At the next Allied Conference, held in Teheran from 28 November to 1 December 1943, Joseph Stalin, Franklin Roosevelt and Winston Churchill concerted their ‘plans for the destruction of the German forces’. The American and British Allies promised to leave the Balkans alone but agreed to help relieve the pressure on Russia by opening ‘the Second Front’ in May 1944, invading northern France in operation OVERLORD and southern France in operation anvil (which in the event got delayed). Stalin agreed to coordinate his big push on the Eastern Front with the Allied attack in the west, and all agreed on the need for a deception plan.
By now, the Wavell/Clarke thesis that major operations should have a cover plan, if practical and useful, was taken for granted. The Soviets believed
in military deception, which they called maskirovna. An American deceiver later sent to Moscow to coordinate OVERLORD deception plans with the Russians was talking to a Russian deceiver when the subject of the media came up. When the American said that in a democracy you could not use the press to fool your own people, the Russian shrugged, ‘Oh well, we do it all the time.’ It was at Teheran that Churchill said to Stalin, ‘In wartime, truth is so precious that she should always be attended by a bodyguard of lies,’ and Stalin replied, ‘This is what we call military cunning.’
On 6 December John Bevan of LCS was brought in to work up the strategic deception plan for OVERLORD, and gave it a new name, BODYGUARD, in a nod to the Prime Minister’s observation. Strategically, it aimed to make the Germans dispose their forces in the wrong places – in the Balkans, in northern Italy, in Norway and Denmark, anywhere but northern France. Later, the operational challenge would be to deceive the Germans about exactly when, where and in what strength the invasion was coming. This part of the deception plan would evolve down an endless series of forking paths as executive control shifted.
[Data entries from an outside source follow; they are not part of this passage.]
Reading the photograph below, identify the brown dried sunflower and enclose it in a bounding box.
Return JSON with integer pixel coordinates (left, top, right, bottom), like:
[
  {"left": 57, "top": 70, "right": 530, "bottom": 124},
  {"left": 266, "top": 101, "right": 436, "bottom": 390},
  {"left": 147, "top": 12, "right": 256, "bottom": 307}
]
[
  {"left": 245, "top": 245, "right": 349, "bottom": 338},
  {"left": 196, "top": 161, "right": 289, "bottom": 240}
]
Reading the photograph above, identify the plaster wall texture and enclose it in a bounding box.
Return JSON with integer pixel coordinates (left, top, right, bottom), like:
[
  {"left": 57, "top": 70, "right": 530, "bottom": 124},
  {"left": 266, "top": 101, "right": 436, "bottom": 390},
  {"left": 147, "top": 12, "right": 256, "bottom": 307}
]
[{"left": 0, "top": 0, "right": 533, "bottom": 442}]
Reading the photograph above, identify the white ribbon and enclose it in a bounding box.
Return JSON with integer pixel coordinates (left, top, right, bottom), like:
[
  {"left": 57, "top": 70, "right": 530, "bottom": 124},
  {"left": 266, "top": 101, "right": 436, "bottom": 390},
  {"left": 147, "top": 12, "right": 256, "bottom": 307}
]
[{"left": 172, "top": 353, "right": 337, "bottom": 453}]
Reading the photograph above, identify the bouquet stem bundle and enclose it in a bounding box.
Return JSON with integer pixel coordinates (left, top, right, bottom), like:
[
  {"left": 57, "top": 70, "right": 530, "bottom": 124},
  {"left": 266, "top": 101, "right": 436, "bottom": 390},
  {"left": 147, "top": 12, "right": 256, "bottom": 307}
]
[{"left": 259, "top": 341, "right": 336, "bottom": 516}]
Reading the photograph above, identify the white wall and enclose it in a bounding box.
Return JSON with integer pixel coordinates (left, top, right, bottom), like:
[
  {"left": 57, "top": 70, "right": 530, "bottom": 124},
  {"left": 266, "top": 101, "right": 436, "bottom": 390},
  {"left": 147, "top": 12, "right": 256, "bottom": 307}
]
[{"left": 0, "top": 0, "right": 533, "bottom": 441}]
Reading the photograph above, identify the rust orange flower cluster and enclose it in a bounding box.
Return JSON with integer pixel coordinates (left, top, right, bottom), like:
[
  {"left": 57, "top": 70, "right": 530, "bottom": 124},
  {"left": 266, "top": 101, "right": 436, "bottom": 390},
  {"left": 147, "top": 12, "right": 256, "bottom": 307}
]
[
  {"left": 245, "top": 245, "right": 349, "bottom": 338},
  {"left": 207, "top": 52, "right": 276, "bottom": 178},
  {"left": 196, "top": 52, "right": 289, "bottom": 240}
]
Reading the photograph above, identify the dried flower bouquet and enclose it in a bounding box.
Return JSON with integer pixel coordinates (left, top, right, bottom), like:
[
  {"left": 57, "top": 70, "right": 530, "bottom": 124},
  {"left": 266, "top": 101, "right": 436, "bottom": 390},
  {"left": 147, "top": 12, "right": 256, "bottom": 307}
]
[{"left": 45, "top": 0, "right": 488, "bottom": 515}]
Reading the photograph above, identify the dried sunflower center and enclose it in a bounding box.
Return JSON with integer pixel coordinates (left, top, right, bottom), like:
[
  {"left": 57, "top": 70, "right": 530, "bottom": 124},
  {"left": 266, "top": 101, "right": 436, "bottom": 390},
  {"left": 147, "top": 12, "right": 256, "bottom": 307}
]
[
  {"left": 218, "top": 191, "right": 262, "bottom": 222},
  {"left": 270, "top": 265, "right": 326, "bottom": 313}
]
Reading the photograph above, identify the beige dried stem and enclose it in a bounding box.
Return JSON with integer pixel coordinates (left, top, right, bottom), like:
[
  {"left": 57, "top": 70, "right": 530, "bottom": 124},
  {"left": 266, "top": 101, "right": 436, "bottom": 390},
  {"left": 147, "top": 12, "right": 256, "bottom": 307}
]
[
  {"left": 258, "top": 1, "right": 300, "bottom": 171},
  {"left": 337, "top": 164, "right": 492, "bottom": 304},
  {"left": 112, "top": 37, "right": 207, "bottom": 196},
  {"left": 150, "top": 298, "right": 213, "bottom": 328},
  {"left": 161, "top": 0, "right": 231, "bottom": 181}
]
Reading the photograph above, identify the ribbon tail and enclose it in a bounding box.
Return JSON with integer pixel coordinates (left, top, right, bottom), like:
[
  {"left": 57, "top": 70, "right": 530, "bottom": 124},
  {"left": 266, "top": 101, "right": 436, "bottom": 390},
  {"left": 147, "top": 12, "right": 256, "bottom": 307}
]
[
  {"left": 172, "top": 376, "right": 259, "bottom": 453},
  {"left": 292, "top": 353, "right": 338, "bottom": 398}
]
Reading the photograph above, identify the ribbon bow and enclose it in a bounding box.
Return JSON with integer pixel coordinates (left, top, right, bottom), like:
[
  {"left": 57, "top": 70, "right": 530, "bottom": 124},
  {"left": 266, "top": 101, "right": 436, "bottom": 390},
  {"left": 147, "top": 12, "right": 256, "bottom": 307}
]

Dwight Eisenhower was given command of OVERLORD (‘Over Lord and Under Ike’ was the joke) and he took up his responsibility in January 1944, when what had been COSSAC became SHAEF, Supreme Headquarters Allied Expeditionary Force. Eisenhower brought his own chief of staff, Walter Bedell Smith, with him, so Frederick Morgan became his deputy. The Ops (B) or deception side of COSSAC expanded as bigger fish started to arrive at SHAEF. Dudley Clarke’s deputy in ‘A’ Force, Colonel Noel Wild, arrived from Tunis to take over, and also became the SHAEF member on the Double Cross Committee. Major Roger Hesketh of SHAEF intelligence worked closely with Tar Robertson and the other officers in MI5’s Section B1A which controlled the double agents. Hesketh and Wild were also in close touch with John Bevan and others at LCS. Deception was a small club in an old boys’ network; the official historian Michael Howard described them as ‘a handful of men who knew each other intimately and cut corners’.